Arguably considered the best derby on the planet, there is no better way to endear yourself to a new club and new manager than in the midst of a relegation battle with a local rival. This is the kind of contribution that Vela has lacked in his time at Arsenal. Most of his Arsenal goals have come as a late substitute once the match has been decided.

What could be equally valuable for the tender striker was the confidence in his play leading up to the goal.  There is no question that Vela is a technically gifted player with pace and an incredible left foot. Unfortunately, for all the skill and talent, there are indications that he is somewhat of an airhead. He missed last year’s Champions league away game at Barcelona because he lost his passport. It’s hard to say whether or not he misplaced it just before leaving town or had no idea where it was and waited until the last minute to search for it. Either way, Vela had learned his lesson. Before the World Cup, he revealed that he now took his passport to bed with him.

For every time he chips the goalkeeper, there is a missed opportunity requiring less expertise. At times he thinks too slowly or refuses to use his right foot.
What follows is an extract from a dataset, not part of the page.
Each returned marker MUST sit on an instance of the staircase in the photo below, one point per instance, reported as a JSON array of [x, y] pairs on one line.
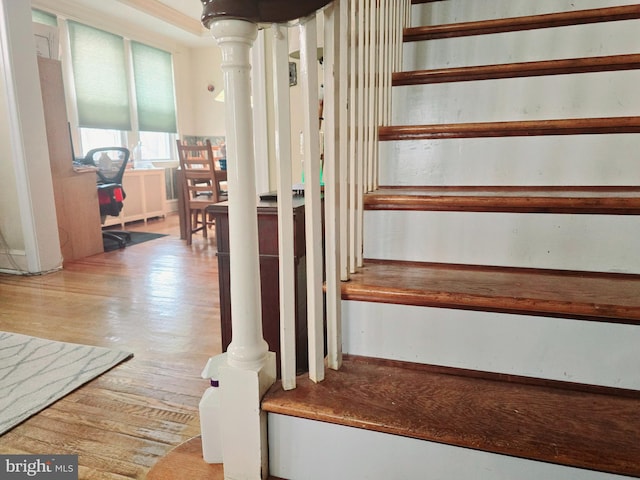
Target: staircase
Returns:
[[494, 330]]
For stretches of a game he will be peripheral, as if the game itself was an unknown language, but then without notice he will do something incisive and exquisite.

There is something precious in his play, the gears must be perfectly aligned and greased for him to function at his best. He seems to be reluctant to amend himself to the circumstances of an opportunity, instead trying to change the terms to meet his preferences. If this isn’t attributable to the type of player he is, then it could be the overbearing influence of a precious Arsenal attack.

Five minutes in his substitution and with West Brom pressing, Vela, lined up wide left, received a cross field pass. He brought the ball to his feet while cutting inside to his right and took a hard shot with his right foot from the edge of the penalty box. When did Vela ever do this with Arsenal? In the identical situation, he would have looked for a pass before considering the shot.

His equalizer off the goalkeeper's rebound was a further refutation of the criticism. His reaction was quick and he adjusted to the circumstances by taking it first time with his right foot. Throughout his cameo, he looked a different player.

Brought in by the offensive-minded Roberto Di Mateo who was soon replaced by a more cautious Roy Hodgson, it is difficult to see how much playing time he will receive over these six months. But valuable experience can be accumulated from brief moments just as it can through extended immersion and repetition. The confidence and desire to impress himself on a game is something he can take back to Arsenal and share with his colleagues.